Saturday, March 03, 2007

Kip, Kip, Kipelangelo

The first season of Bosom Buddies looks okay on DVD, though it really should have been a lot better: there's no excuse for not getting the surviving cast members in for special features. (I feel confident that Tom Hanks would do it if they asked him; he's quite rightly proud of the show.) But the episodes are uncut and look okay.

The theme song used on the DVDs is not Billy Joel's "My Life" but the theme that replaced it in most syndication versions: "Shake Me Loose," a vocal version of the closing-credits theme. "Shake Me Loose" actually was written by the series creator, Chris Thompson, and it appears to have been the song he wanted there in the first place (to get royalties, if nothing else). But I realize many people strongly associate "My Life" with this show and may be disappointed that it's not there.

As always, the best parts of the show are the ones that have the least to do with the ostensible premise of two guys dressing in drag. As the season goes on, the drag element was de-emphasized, and by the second (and better) of the two seasons, they would go whole episodes without donning the dresses. It's not just that Hanks and Scolari were funnier in their own clothes, with the freedom to ad-lib and make up physical business -- the women's clothes restricted their feedom to move around.
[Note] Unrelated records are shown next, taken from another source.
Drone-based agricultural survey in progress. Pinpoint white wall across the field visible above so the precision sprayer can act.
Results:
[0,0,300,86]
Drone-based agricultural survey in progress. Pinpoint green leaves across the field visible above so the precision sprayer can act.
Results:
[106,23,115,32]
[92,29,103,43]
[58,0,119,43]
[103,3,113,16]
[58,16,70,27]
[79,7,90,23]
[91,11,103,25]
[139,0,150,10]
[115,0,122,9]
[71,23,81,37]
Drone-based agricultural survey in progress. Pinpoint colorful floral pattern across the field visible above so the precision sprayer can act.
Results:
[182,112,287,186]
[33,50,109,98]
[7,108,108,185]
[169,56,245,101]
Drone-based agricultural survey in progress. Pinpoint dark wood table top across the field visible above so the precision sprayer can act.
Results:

But as this mini-history of the show mentions, the elaborate costume changes slowed the show down and killed the spontaneous feel that made it fun:

"They made up a lot of business," says [staff writer Leonard] Ripps about the duo's repartee. "They were very active in suggesting ideas because they're very creative guys. The drag was the most difficult part of the show. They tolerated it for a season. It's just a problem doing a half hour of drag every week. It took a long time getting them in and out of wardrobe, which meant it was tough maintaining any kind of momentum in front of a live audience."

The thing about the very loose, free style of Bosom Buddies, which allowed even so-so scripts to be elevated by the cast's energy and improvised bits, is that it's a kind of style you don't see in multi-camera sitcoms today. A lot of them tend to be stop-start affairs where the actors do a lot of takes, hit their marks robotically, and don't get the filming done until late at night. Which may be part of the reason why multi-camera, live-audience shows are dying out: what's the point of doing them if not to let talented comic actors cut loose in front of an audience?

I hope the first season sells well enough to justify the other season coming out; that's the season that has the real gems, like the flashback episode to the characters' high school days ("You're a fascist!") or the episode where the characters drop a water balloon on Richard Nixon's car. But the first season has some fine moments too, like anything with Ruth Dunbar (Holland Taylor) or Scolari's date with a punk rocker ("Cecily is dead -- my new name is Andrea Pus").

Or this art show, which is a pretty standard sitcom bit in terms of writing (pretentious art critics, wacky conceptual artists, blah blah blah) but which builds up to one of those Bosom Buddies lines that makes no sense out of context and is hilarious in context: "It's the flag of Japan!"